Ce changement de garde qui pointe tranquillement à l'horizon n'est pas le seul élément qui inscrit ce tournoi comme nouveau chapitre d'une histoire qui dure depuis un moment déjà. Les plus formidables adversaires de l'équipe canadienne dans ce tournoi font depuis un bon moment déjà office de souffre-douleurs et certains d'entre eux semblent bien positionnés pour prendre leur revanche.
L'équipe américaine en est une. Erik et Jack Johnson, Patrick Kane, James van Riemsdyk, Kyle Okposo, Max Pacioretty ont tous été vaincus par cette génération en or depuis les rangs juniors jusqu'aux Jeux olympiques, tombant chaque fois à court.
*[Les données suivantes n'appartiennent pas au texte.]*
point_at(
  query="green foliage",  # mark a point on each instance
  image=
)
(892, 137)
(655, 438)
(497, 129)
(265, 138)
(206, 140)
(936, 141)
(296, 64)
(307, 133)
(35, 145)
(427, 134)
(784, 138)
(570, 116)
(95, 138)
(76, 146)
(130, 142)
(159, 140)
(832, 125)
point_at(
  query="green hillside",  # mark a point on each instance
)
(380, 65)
Ce n'est qu'à partir de 2010 que les États-Unis reprennent le dessus au niveau junior (et une autre fois en 2013), et en 2010 comme 2014, l'équipe américaine olympique a vu ses espoirs de médaille d'or (une fois en finale, l'autre en demi-finale) s'estomper devant la puissance canadienne. Je ne sais pas jusqu'à quel point les Américains ont cette fois-ci les bons ingrédients pour traverser les Canadiens, mais ils sont nombreux, dans cette équipe, à trouver dans près d'une décennie d'amères défaites et d'espoirs déçus une source de motivation non négligeable.
Il en est de même pour l'équipe russe. S'ils ont systématiquement déçu aux Jeux olympiques, on oublie que les Russes ont, depuis l'émergence d'Evgeni Malkin et Alex Ovechkin, été les principaux rivaux du Canada lors des premières années juniors de cette génération, en 2005, 2006 et 2007, les Russes sont vaincus par le Canada lors du match de la médaille d'or, pour ensuite se « contenter » du bronze en 2008 et 2009. Ils profiteront à leur tour de la baisse de régime des juniors canadiens pour rafler l'or en 2011. Cette équipe championne a mûri et donné quelques talents remarquables à la formation russe actuelle : Artemi Panarin, Vladimir Tarasenko Evgeny Kuznetsov et Dmitry Orlov.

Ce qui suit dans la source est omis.